6 Mart 2016 ve 28 Mayıs 2017 Jeomanyetik Fırtınaların Kutup Bölgelerinde Yarattığı İyonosferik Fırtınalar


Bayhan C., Can Z.

6. Ulusal Kutup Bilimleri Çalıştayı, Trabzon, Türkiye, 30 Kasım - 01 Aralık 2022, ss.115

  • Yayın Türü: Bildiri / Özet Bildiri
  • Basıldığı Şehir: Trabzon
  • Basıldığı Ülke: Türkiye
  • Sayfa Sayıları: ss.115
  • Yıldız Teknik Üniversitesi Adresli: Evet

Özet

6 Mart 2016 ve 28 Mayıs 2017’de meydana gelen farklı seviyelerdeki jeomanyetik fırtınaların özellikleri ve iyonosferde yarattığı pozitif ve negatif fırtınaları kuzey kutup istasyonları TR169, YA462 ve EI764 iyonosonda verileri sayesinde incelenmiştir. Bu sayede belirlenen tarihler için iyonosferik parametreler ve uzay iklim koşul indisler belirlenip jeomanyetik fırtınaların yarattığı kutupsal iyonosferik fırtınaların benzerlikleri ve farklılıkları karşılaştırılarak araştırılmıştır.

The ionosphere, which is a natural plasma, is a very important atmospheric layer in terms of radio wave propagation, located at an altitude of about 60 km to 1100 km from the Earth, consisting of ionized gases due to solar radiation.
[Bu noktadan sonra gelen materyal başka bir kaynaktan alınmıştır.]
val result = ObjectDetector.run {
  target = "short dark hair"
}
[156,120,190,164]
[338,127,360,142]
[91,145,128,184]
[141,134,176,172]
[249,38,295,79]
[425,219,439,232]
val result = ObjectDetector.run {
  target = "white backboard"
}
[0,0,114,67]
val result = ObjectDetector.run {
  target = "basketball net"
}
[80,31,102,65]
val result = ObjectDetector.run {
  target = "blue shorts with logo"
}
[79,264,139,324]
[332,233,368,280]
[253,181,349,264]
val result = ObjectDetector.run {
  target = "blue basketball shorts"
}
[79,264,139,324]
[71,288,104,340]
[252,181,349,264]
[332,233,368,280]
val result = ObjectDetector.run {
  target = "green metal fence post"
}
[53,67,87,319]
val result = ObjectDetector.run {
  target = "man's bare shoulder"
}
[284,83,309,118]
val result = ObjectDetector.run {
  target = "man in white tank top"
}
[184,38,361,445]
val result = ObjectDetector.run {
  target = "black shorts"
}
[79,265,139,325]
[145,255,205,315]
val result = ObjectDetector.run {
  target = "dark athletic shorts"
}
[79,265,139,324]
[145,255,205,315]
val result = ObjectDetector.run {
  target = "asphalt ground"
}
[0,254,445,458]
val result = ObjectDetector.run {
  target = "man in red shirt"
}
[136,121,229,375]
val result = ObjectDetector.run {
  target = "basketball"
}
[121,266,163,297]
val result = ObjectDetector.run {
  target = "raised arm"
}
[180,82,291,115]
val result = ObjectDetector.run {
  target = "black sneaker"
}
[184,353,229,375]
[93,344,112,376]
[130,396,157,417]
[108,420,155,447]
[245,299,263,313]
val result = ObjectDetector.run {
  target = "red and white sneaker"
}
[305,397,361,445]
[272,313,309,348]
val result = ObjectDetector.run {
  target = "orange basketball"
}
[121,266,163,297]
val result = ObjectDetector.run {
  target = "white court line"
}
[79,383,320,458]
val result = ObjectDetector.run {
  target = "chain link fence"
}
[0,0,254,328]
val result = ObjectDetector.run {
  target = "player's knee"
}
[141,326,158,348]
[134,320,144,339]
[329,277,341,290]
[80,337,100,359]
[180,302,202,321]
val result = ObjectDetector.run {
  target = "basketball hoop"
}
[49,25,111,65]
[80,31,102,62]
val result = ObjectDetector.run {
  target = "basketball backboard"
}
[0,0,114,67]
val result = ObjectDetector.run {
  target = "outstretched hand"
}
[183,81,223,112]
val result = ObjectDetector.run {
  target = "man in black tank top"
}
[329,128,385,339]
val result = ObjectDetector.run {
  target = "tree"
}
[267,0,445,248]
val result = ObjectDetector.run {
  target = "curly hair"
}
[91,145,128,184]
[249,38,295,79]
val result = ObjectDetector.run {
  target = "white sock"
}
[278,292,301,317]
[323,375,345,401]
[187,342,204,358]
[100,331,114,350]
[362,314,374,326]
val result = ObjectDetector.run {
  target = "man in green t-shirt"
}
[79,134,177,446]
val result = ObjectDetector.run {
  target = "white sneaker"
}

The ionosphere changes due to the effects of space and ground. That is, the change of the ionosphere layer depending on factors such as geographical location, day and night, season, solar activity, geomagnetic storm, earthquake has been the subject of many researches. Solar wind-induced geomagnetic storms change the earth's magnetic field. As a result of the pressure caused by the solar winds compressing the magnetosphere, the energy it contains increases. This plasma mobility causes an increase in electric current in the ionosphere. As a result, geomagnetic storms cause changes in ionospheric parameters. In this study, positive and negative storms in the ionosphere originating from geomagnetic storms were investigated. The anomaly calculation of the Total Electron Content (TEC) during the geomagnetic storms at different levels that occurred on March 7, 2016 and May 28, 2017 was examined with the help of statistical method using the upper and lower quadrants. These data are north pole stations, obtained by the Lowell GIRO Data Center; Calculated from TR169, YA462 and EI764 ionosonde data. In this way, ionospheric parameters (hmF2, f0F2, TEC) and space climate condition indices were determined for the dates determined, and the similarities and differences of polar ionospheric storms created by geomagnetic storms were investigated by comparing them.